Saturday, October 19, 2013

This Book Is Full of Spiders

What I try to do with reviews at this Bookshelf blog is keep it simple and spoiler-free, and let you know whether I'd recommend you pick up a copy of what I just read. Seems to work okay. This time, a brief review of This Book Is Full of Spiders (Thomas Dunne, 2012).

I love unreliable narrators. "David Wong," the hero of This Book Is Full of Spiders and the earlier John Dies at the End (which I've not yet read) is as unreliable as they come. He cops to it at the end, finishing up an incredibly long and subtle joke about the hyper-efficiency of one of the characters, and I punched the air. Considering that I'd honestly - yes, me, honestly - choked back a tear or twelve over the death of a character about four pages previously, I'd call that a win.

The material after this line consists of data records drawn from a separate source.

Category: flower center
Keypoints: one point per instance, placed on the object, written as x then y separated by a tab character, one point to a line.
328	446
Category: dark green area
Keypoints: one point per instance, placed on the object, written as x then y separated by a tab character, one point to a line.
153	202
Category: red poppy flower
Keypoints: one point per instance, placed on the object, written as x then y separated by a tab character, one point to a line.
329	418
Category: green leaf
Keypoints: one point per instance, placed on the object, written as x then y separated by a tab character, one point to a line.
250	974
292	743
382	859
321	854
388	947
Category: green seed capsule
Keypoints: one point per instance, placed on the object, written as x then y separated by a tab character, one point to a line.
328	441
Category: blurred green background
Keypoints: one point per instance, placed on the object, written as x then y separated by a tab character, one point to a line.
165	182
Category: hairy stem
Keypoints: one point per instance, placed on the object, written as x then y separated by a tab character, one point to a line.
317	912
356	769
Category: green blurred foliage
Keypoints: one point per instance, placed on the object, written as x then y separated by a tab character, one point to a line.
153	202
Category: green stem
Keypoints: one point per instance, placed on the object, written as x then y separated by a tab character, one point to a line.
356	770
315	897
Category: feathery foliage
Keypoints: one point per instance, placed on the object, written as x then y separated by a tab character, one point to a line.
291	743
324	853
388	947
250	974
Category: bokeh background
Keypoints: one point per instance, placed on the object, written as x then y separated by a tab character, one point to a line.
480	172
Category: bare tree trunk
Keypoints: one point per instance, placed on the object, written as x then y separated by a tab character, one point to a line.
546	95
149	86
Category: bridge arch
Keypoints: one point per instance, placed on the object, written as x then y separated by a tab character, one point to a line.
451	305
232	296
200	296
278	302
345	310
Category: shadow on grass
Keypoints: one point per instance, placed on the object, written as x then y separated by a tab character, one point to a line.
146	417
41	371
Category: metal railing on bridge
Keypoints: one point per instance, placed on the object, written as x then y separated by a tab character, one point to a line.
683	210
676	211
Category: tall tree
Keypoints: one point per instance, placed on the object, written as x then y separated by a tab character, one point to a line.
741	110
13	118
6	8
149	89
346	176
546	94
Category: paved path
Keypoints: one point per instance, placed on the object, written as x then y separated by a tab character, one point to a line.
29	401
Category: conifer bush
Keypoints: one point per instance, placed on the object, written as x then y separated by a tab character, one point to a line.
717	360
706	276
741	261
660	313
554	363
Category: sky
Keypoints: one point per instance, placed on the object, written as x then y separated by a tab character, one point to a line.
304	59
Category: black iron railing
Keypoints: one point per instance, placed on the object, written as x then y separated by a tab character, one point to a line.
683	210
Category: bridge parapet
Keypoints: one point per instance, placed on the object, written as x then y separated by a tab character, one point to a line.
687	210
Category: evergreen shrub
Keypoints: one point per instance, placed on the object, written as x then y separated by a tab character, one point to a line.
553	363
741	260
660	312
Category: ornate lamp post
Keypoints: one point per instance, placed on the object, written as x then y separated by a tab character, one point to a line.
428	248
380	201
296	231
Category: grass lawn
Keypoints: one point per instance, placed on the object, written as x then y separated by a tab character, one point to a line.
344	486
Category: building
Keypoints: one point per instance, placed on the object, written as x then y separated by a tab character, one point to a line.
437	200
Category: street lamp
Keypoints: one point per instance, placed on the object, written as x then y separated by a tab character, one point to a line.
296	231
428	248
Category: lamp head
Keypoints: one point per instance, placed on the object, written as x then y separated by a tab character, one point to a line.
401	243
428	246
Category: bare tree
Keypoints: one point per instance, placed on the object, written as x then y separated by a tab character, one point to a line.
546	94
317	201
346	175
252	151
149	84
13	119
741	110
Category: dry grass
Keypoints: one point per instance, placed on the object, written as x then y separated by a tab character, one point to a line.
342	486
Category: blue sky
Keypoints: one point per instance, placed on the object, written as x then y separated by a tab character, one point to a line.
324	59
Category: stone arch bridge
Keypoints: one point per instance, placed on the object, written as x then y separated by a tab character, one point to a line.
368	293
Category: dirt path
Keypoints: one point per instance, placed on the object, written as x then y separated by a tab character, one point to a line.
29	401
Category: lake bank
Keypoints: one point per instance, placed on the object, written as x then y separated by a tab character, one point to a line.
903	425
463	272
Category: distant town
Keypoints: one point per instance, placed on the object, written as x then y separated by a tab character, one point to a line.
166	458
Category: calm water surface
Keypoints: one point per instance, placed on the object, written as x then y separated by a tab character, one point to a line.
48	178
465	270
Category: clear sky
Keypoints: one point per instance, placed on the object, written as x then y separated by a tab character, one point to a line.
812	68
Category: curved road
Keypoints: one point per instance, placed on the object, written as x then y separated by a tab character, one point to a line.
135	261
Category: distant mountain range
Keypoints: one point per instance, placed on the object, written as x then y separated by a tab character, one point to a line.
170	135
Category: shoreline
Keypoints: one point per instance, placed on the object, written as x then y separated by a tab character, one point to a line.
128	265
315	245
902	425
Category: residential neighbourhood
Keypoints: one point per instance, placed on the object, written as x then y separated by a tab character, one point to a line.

This book is a horror novel as designed by Terry Pratchett and Douglas Adams, which mostly plays by the rules it designs, but has some incredibly fun cheats. It's set in a Hellmouth-sorta town, with shrunken soldiers and teleportation tunnels, and only our heroes and a couple of friends know about all the weirdness. So they're uniquely equipped to save the world from an invasion of otherdimensional spiders that manifest, grotesquely, inside your head. They even have access to a substance that freezes time, allowing you to cover great distances while everything else is locked in the moment. But you can't cover the distances too quickly; a moth that is in your path and cannot be budged hurts like the blazes when you run into it at full speed.

Honestly, there might be a thing or twelve too many going on in this book for me to have been completely satisfied with it on a single read. The subplots about shadowy men and secret councils of bad guys never really gelled for me, even as they were important to the climax. But I admire the author's moxie in concocting a really awful scenario and playing it through, writing himself into corner after corner and finding honest ways out of the messes that he's made. It's a story where humanity's survival comes down to two drunk rednecks, a dog, and an out-of-town girlfriend, and somehow - somehow - they conspire to save the day. If you can stomach the awful and gory body count between the first infection and salvation, then I can recommend this, but only for the not-too-squeamish.